Cameron writes a wonderful book, illustrating the Christian impact on the Roman Empire through words and ritual.  Culturally, the early church was ‘in the midst of an intense interest in discussion, the expression of ideas, Christianity . . . placed an extraordinary pressure on verbal formulation’ (p 19).  ‘Christians built themselves a new world.

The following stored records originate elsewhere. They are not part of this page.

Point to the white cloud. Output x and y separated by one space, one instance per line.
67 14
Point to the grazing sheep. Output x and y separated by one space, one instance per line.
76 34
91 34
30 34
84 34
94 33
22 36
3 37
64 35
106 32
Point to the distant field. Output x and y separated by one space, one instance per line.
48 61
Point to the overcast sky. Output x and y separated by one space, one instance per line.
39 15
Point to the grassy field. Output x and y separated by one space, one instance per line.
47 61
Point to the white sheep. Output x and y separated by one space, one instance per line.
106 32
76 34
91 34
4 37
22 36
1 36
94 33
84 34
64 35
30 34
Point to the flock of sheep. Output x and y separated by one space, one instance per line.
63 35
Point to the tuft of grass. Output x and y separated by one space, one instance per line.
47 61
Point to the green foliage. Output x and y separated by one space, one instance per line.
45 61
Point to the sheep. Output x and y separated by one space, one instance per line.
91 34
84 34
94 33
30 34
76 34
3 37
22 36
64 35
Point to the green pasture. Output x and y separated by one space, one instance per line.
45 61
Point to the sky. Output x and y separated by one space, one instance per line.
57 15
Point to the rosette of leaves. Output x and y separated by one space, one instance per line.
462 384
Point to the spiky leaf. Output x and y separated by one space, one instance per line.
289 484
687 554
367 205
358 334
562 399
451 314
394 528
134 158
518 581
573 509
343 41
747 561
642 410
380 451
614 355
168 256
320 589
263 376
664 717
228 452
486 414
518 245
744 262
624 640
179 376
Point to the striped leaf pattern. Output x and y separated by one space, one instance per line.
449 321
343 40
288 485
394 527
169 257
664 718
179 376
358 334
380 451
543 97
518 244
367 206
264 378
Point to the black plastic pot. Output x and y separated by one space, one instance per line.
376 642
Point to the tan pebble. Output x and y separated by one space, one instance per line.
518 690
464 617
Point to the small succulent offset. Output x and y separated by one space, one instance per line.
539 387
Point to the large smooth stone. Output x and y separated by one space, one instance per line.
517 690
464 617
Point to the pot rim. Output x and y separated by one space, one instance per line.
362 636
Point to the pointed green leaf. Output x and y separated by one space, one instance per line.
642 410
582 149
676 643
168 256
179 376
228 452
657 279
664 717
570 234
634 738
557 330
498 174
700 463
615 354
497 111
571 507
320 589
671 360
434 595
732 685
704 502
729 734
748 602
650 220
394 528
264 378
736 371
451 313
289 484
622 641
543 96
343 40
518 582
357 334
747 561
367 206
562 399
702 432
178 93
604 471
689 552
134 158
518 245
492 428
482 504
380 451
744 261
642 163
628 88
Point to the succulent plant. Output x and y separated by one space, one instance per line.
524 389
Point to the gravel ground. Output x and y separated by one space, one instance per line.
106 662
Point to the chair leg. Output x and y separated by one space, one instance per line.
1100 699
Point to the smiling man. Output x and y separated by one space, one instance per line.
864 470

They did so partly through practise…. The evolution of a mode of living and a communal discipline . . . and partly through a discourse that was itself constantly brought under control and discipline’ (p. 21).  She examines the role of rhetoric (‘a totalizing discourse’), ‘how Christian discourse made its impact on society ‘at large, and how it was itself transformed and shaped the endeavour…a two way process in which both sides (the Roman world, Christian discourse) are changing’ (p. 43).

Vern Ratzlaff is a pastor and professor of historical theology at Lutheran Theological Seminary in Saskatoon, Saskatchewan, Canada.

Cameron uses rhetoric not in a technical sense but as ‘characteristic means or way of experience (p 13), ‘denoting the manner and circumstances that promote persuasion’ (p. 20).  ‘Christian rhetoric increasingly moved into central areas of political discourse. . . .  Christian writers used and assimilated to their own purposes the rhetorical modes that had been the preserve of the educated elite’ (p 152).  Christianity came to be noted as ‘a religion of books’, and Christian discourse achieved the position of chief critic and arbiter of culture (p. 222).  Christians sought to legitimize their newly found political power and to ensure its transmission to future generations, and to share the stories, the lives of saints, stories that were a ‘repertoire of symbolic evocation’ (p. 84).  Christianity is a religion of books (Christians were the first to use primarily codices, bound sheets, not papyrus rolls) and rhetoric was the means of articulating a religion by its storytelling and its political analysis, and this book stresses the contribution of language to the church’s mission.  The church changed the shape of Roman culture by its attention to the foundation and possibility of language.